Il finale della prima stagione di Pluribus ci lascia con tanti dubbi e poche certezze. Tra queste, l’aver ritrovato una serie tv che sa generare dibattito al di fuori della trama, tra dilemmi morali e teorie su come la protagonista potrebbe salvare il mondo
Un regalo di Natale anticipato: Apple TV ha rilasciato nel giorno della Vigilia di Natale (dunque di mercoledì e non di venerdì come al solito) l’ultima puntata della prima stagione di Pluribus, quella che possiamo tranquillamente definire una delle serie non solo rivelazione dell’anno, ma anche tra le più sorprendenti per la capacità di coinvolgere il pubblico in un dibattito che supera i confini del genere fantascientifico a cui la storia appartiene.

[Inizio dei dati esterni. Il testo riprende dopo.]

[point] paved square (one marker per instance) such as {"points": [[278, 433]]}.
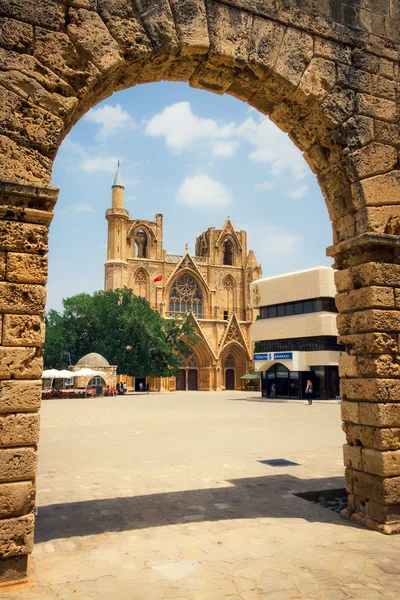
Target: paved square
{"points": [[152, 497]]}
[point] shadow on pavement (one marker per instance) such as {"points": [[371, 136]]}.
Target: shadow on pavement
{"points": [[247, 498]]}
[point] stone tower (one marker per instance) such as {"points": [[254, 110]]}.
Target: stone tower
{"points": [[116, 267]]}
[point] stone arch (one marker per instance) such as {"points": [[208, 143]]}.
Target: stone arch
{"points": [[321, 74], [142, 283], [197, 300], [233, 356], [229, 300], [141, 243]]}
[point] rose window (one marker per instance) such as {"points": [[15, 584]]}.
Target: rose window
{"points": [[186, 297]]}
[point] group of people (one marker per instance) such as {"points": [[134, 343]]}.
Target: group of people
{"points": [[119, 390]]}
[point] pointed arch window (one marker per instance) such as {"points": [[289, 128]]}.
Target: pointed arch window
{"points": [[228, 252], [141, 244], [141, 283], [186, 296], [229, 362], [229, 294]]}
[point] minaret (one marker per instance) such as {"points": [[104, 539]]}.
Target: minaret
{"points": [[117, 217]]}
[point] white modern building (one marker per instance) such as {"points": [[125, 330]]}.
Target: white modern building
{"points": [[295, 335]]}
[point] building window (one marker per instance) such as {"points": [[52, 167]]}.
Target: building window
{"points": [[229, 362], [228, 252], [301, 307], [308, 344], [186, 297], [141, 244]]}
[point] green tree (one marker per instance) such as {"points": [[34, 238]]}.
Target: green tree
{"points": [[123, 328]]}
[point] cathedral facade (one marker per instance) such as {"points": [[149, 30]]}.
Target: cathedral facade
{"points": [[213, 287]]}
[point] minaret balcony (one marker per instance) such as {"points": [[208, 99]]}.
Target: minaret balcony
{"points": [[117, 212]]}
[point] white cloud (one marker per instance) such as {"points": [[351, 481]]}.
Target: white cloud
{"points": [[201, 191], [299, 192], [225, 148], [182, 129], [265, 185], [106, 164], [281, 243], [81, 208], [112, 120]]}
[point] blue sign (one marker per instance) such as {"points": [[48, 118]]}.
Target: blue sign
{"points": [[273, 356], [283, 355]]}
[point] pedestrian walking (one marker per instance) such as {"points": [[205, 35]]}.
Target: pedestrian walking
{"points": [[309, 391]]}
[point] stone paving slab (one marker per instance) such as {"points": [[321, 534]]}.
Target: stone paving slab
{"points": [[160, 497]]}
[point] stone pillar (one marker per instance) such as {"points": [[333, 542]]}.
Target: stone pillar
{"points": [[25, 215], [368, 299]]}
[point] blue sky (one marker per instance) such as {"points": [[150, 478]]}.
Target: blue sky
{"points": [[195, 157]]}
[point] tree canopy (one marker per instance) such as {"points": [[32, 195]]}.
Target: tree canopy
{"points": [[121, 327]]}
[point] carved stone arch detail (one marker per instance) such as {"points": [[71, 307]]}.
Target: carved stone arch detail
{"points": [[141, 283]]}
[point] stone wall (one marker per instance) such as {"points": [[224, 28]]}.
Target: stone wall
{"points": [[325, 71]]}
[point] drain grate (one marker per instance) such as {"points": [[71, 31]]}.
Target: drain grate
{"points": [[279, 462]]}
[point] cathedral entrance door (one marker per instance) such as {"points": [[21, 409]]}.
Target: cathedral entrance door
{"points": [[181, 381], [230, 379], [192, 379]]}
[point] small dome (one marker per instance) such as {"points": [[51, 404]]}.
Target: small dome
{"points": [[94, 360]]}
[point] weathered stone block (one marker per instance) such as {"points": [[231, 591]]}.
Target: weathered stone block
{"points": [[47, 13], [229, 33], [18, 464], [26, 268], [20, 363], [350, 412], [89, 33], [21, 298], [370, 343], [16, 536], [3, 258], [19, 429], [339, 53], [20, 396], [16, 499], [266, 40], [385, 464], [158, 22], [379, 415], [352, 457], [369, 320], [295, 53], [372, 437], [370, 160], [23, 163], [23, 237], [380, 108], [365, 298], [23, 330], [16, 35], [318, 78], [191, 25], [372, 390], [377, 191]]}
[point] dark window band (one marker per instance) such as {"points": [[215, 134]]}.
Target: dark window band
{"points": [[320, 342], [300, 307]]}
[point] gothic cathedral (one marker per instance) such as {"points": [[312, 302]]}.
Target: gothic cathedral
{"points": [[213, 286]]}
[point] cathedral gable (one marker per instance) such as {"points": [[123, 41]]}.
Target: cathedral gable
{"points": [[228, 230], [187, 263], [233, 333]]}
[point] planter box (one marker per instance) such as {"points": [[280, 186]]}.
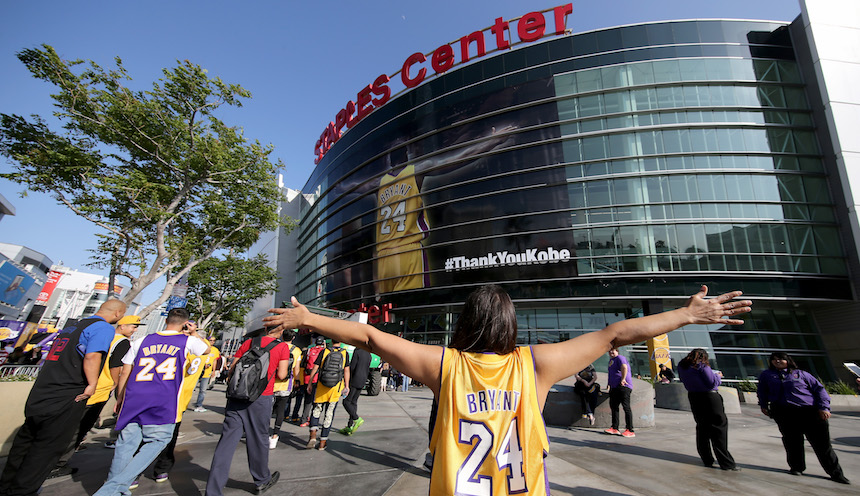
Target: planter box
{"points": [[14, 396]]}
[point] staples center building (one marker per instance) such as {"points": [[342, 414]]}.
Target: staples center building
{"points": [[599, 176]]}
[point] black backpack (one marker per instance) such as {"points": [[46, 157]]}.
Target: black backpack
{"points": [[251, 373], [331, 372]]}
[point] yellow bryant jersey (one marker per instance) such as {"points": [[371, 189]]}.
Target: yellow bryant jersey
{"points": [[401, 210], [211, 358], [490, 438], [105, 384], [194, 366]]}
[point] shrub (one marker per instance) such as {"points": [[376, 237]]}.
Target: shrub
{"points": [[747, 386], [839, 387]]}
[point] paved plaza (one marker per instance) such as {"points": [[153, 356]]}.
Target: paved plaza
{"points": [[385, 457]]}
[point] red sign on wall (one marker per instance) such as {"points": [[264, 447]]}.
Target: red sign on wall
{"points": [[51, 284], [530, 27]]}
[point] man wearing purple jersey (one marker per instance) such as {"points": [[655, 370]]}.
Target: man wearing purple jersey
{"points": [[148, 398]]}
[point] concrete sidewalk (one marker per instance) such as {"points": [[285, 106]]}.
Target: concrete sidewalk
{"points": [[385, 456]]}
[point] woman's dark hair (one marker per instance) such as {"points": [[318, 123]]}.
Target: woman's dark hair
{"points": [[488, 322], [781, 355], [698, 356]]}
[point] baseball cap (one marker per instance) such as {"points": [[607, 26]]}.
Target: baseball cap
{"points": [[129, 319]]}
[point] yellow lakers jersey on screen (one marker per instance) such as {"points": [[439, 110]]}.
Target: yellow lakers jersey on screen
{"points": [[490, 438], [400, 228], [401, 210]]}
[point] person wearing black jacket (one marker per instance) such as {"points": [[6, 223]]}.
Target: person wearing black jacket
{"points": [[359, 368]]}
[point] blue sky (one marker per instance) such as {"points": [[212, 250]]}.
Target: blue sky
{"points": [[302, 61]]}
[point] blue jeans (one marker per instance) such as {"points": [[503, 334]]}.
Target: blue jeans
{"points": [[204, 381], [127, 465]]}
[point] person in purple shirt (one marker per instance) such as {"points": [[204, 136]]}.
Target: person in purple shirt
{"points": [[620, 388], [712, 426], [800, 406]]}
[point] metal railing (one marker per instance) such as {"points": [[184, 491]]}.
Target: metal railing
{"points": [[19, 371]]}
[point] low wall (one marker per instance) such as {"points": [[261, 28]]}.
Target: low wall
{"points": [[837, 401], [673, 396], [14, 396], [564, 408]]}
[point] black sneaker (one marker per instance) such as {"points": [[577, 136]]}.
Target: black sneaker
{"points": [[265, 487], [61, 471]]}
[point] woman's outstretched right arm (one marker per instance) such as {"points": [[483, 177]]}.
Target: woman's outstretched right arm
{"points": [[420, 361]]}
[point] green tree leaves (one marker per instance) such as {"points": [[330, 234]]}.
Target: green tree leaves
{"points": [[169, 182]]}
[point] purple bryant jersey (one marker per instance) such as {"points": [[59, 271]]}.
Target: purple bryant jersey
{"points": [[155, 384]]}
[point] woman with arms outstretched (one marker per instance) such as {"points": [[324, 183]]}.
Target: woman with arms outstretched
{"points": [[489, 436]]}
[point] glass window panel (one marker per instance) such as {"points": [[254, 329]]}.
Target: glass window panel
{"points": [[619, 122], [595, 169], [589, 105], [791, 188], [755, 140], [742, 69], [571, 150], [589, 80], [641, 73], [765, 187], [805, 142], [827, 241], [576, 195], [719, 68], [593, 148], [666, 71], [670, 97], [671, 141], [771, 96], [795, 98], [693, 69], [615, 102], [614, 77], [822, 214], [766, 70], [835, 266], [816, 190], [800, 239], [546, 318], [788, 71], [801, 119], [598, 193], [569, 318], [603, 240]]}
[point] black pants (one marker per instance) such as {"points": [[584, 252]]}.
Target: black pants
{"points": [[309, 402], [280, 406], [37, 448], [350, 404], [621, 396], [167, 458], [712, 428], [91, 416], [588, 399], [797, 421]]}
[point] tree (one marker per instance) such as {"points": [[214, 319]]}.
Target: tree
{"points": [[224, 289], [169, 182]]}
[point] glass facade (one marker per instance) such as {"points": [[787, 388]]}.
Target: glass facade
{"points": [[587, 174]]}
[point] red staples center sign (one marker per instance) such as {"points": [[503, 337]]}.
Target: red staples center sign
{"points": [[530, 27]]}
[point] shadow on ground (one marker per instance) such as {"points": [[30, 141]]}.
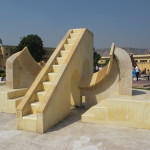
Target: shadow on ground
{"points": [[73, 117], [136, 92]]}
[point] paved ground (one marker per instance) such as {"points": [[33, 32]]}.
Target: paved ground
{"points": [[71, 134]]}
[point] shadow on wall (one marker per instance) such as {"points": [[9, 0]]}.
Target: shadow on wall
{"points": [[73, 117], [106, 84], [136, 92]]}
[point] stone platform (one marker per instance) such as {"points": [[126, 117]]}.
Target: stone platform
{"points": [[131, 111], [72, 134]]}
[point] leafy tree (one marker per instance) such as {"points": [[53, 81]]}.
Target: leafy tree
{"points": [[34, 44]]}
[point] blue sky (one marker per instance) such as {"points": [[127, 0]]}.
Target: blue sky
{"points": [[125, 22]]}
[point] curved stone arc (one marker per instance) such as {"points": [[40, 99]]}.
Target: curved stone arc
{"points": [[116, 80]]}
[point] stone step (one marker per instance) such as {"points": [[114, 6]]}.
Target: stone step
{"points": [[74, 35], [40, 95], [16, 93], [68, 46], [29, 122], [64, 53], [56, 68], [35, 106], [47, 85], [52, 75], [71, 40], [60, 60]]}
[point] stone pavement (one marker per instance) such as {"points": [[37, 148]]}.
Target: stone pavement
{"points": [[71, 134]]}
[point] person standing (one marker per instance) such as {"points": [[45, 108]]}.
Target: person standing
{"points": [[137, 73], [148, 73]]}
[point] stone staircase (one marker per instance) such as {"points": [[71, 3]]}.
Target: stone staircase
{"points": [[10, 98], [31, 104]]}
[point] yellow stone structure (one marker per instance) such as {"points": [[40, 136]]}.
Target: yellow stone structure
{"points": [[56, 87], [67, 79], [111, 96], [21, 70]]}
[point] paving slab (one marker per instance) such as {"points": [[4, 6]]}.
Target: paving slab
{"points": [[72, 134]]}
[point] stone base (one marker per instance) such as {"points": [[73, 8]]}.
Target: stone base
{"points": [[131, 111], [10, 98]]}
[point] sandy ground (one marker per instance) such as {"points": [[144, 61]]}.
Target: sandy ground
{"points": [[72, 134]]}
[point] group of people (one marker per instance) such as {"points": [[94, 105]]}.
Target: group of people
{"points": [[97, 68], [136, 73]]}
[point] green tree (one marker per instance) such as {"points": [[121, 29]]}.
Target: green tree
{"points": [[34, 44], [1, 42]]}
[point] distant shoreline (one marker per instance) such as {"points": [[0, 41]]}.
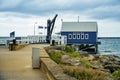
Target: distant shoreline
{"points": [[108, 37]]}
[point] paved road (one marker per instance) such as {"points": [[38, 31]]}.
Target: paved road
{"points": [[16, 65]]}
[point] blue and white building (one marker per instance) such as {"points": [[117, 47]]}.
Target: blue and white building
{"points": [[80, 32], [81, 35]]}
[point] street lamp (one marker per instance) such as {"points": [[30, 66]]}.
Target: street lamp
{"points": [[34, 27]]}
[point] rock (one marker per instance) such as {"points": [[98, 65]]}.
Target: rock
{"points": [[65, 59], [112, 67], [96, 65], [90, 57], [75, 61]]}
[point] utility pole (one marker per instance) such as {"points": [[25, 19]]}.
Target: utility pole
{"points": [[34, 27]]}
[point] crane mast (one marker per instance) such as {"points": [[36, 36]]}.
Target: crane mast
{"points": [[50, 26]]}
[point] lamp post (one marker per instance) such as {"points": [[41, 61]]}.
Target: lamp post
{"points": [[34, 27]]}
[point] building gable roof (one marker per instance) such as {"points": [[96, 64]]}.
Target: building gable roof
{"points": [[79, 26]]}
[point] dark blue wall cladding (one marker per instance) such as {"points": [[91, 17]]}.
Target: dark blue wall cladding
{"points": [[18, 38], [90, 39]]}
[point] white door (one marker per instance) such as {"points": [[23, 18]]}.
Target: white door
{"points": [[35, 57]]}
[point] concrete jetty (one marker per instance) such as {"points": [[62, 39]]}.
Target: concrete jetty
{"points": [[17, 65]]}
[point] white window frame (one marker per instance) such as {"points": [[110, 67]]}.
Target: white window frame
{"points": [[79, 36], [86, 36], [82, 35], [74, 36], [69, 36]]}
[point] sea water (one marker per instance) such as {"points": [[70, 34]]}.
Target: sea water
{"points": [[109, 46]]}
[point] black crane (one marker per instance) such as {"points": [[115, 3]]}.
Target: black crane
{"points": [[50, 26]]}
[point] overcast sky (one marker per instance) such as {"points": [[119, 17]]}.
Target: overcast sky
{"points": [[22, 15]]}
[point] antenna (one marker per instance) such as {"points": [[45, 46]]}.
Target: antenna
{"points": [[78, 18]]}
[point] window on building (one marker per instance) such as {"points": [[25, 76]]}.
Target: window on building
{"points": [[78, 36], [70, 36], [82, 36], [86, 36], [74, 36]]}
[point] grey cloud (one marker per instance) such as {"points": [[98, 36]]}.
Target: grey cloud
{"points": [[97, 9]]}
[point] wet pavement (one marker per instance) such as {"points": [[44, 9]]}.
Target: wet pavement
{"points": [[17, 65]]}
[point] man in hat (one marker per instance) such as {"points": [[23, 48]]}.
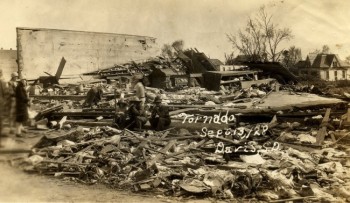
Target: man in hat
{"points": [[12, 84], [160, 118], [3, 98], [139, 88], [93, 96], [135, 115]]}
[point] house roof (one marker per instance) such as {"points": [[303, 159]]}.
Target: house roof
{"points": [[216, 62], [301, 64], [326, 60], [311, 58]]}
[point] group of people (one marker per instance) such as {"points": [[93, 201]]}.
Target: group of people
{"points": [[134, 115], [14, 103]]}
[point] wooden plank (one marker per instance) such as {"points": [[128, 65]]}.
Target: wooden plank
{"points": [[59, 97], [48, 111], [181, 111], [89, 123], [322, 132], [158, 156]]}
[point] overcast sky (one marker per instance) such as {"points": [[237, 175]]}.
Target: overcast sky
{"points": [[202, 24]]}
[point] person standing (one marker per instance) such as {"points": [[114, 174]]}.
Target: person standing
{"points": [[135, 115], [3, 98], [160, 118], [94, 96], [139, 88], [22, 104], [12, 101]]}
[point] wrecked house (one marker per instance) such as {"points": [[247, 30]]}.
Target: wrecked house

Vince Gilligan ha messo sul piatto un season finale che, come il resto della stagione, non presenta colpi di scena eclatanti, ma fa emergere dettagli inquietanti pronti ad alimentare le teorie dei fan sulla mente-alveare al centro della serie e sui tentativi di disattivarla. Ma a questo ci arriviamo tra poco. Prima, capiamo meglio questo finale di stagione.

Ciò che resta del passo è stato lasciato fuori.